Пришла весна. На ближайшей горке, называемой Варваринкой, обильно зацвели примулы и фиалки, вскоре Марта и Мурка стали ждать появления потомства. Увы, время было жестокое: бомбили Туапсе, чтобы не могли выйти корабли на помощь Севастополю. Хозяин-агроном увез семью в горный аул. Попробовали и семьи заводчан укрыться в горах (убежищ в городе не было). Помню ночь на склоне горы, высокий лес (кажется, то были съедобные каштаны и буки), ковер из анемонов, звезды над головой, сполохи в стороне города и жуткий вой шакалов (их местные жители называли «чикалки»). Нет, уж лучше дома - вернулись.
В начале лета появились «дети». Мартельке оставили одного щеночка и Мурке – одного, серенького, пушистого. Как же они ухаживали за ними, берегли, никого не подпускали. Даже нам Марта не разрешала гладить свое чадо. А бомбежки все чаще, все лютее. Пришел служащий ПВО и сказал, что нужно вырыть нам Щель, Г-образный окоп с земляным настилом. Пошли мы с мамой в сад (папа почти не появлялся дома), выбрали пустое от деревьев местечко недалеко от ручья и выкопали траншейку глубиною меньше нашего роста, длиной метра два (плюс коротенький вход-поворотик), нашли какие-то балочки, фанерки, положили на конец (в «отнорочек»), засыпали землей и стали там пережидать бомбежки. Уж сколько раз слышали противный свист летящих бомб, не счесть…
К началу августа немец подошел к Туапсе совсем близко. Над городом ночами висели «люстры», хоть читай, отбоев почти не было. На Варваринке стояли зенитки. Стремясь их уничтожить, немцы разбомбили больницу со всеми ее обитателями. Порт в один из дней был превращен в месиво человеческих тел. Кто-то отдал приказ свозить погибших к нашей больнице, их привозили на грузовиках и раскладывали во дворе. Мама ходила смотреть нет ли среди них нашего папы. А «фрагменты» сваливали в кучу напротив нашего дома. И это жарким летом… Вот в таком окружении встретили мы утро 8 августа. Папа ночевал дома и вечером снова обещал придти. Проводив его, обратили внимание, что по двору, жалобно скуля и пища, снуют беспомощные «дети», а ни Марты, ни Мурки не видать.
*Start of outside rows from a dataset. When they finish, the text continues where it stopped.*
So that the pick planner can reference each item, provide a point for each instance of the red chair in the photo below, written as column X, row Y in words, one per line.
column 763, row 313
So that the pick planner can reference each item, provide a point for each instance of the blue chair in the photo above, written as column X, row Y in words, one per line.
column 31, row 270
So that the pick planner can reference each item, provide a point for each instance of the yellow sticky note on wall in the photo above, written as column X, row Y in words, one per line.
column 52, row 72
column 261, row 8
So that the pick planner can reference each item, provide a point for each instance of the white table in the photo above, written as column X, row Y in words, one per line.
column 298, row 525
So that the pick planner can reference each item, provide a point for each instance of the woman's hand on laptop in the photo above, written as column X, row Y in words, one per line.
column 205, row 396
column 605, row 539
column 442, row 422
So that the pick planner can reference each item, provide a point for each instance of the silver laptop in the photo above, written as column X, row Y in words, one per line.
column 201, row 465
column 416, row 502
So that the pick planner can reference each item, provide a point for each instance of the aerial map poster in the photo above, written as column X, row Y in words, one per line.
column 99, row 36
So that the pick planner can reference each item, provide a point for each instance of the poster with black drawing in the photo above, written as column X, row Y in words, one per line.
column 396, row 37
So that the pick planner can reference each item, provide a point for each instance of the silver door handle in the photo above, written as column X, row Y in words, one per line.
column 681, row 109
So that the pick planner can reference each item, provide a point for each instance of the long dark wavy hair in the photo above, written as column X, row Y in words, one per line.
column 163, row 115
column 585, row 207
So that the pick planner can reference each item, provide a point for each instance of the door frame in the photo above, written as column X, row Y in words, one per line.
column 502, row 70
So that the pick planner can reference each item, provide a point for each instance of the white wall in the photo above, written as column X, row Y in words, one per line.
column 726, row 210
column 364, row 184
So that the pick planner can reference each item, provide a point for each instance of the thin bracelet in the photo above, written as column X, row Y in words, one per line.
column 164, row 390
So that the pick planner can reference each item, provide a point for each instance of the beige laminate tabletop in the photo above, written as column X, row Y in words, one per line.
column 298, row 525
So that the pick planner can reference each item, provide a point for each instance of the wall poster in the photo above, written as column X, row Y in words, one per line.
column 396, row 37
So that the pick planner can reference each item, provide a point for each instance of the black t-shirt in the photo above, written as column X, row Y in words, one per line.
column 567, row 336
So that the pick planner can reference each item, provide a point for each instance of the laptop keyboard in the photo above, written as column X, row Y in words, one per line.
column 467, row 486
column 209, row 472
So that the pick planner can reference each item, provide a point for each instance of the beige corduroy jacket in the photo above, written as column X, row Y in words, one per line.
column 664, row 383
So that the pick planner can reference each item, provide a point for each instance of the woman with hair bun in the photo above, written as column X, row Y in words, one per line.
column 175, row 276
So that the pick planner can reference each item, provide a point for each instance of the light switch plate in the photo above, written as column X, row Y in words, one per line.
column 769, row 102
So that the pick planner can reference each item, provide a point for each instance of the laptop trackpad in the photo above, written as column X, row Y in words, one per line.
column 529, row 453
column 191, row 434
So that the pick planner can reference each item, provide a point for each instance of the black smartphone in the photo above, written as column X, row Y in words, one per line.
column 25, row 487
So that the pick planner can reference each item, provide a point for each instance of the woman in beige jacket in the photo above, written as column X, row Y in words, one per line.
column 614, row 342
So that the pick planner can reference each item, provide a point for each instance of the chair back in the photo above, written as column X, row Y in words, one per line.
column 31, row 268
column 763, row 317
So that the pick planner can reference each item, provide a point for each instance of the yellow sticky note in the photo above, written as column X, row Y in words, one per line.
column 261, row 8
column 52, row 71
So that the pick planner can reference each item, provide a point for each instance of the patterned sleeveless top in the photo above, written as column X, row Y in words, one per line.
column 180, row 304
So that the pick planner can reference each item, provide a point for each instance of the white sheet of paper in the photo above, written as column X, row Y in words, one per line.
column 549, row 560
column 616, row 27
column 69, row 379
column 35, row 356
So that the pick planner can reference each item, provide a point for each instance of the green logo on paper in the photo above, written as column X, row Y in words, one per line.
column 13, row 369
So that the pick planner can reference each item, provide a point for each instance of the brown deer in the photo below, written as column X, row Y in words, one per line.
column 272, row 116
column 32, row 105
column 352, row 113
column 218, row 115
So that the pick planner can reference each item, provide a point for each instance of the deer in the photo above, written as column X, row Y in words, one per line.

Звали их, гремели ложкой о кастрюлю (обычно этот сигнал действовал безотказно) – напрасно. Часов в 11 – очередная тревога, мы залезли в свою нору, сидим. Вдруг что-то давящее волнами навалилось на нас, потом грохот оглушающий, земля содрогнулась, посыпалась в открытую часть окопчика… Мама кричит: «Не бойся, у меня лопата в руках, откопаемся!»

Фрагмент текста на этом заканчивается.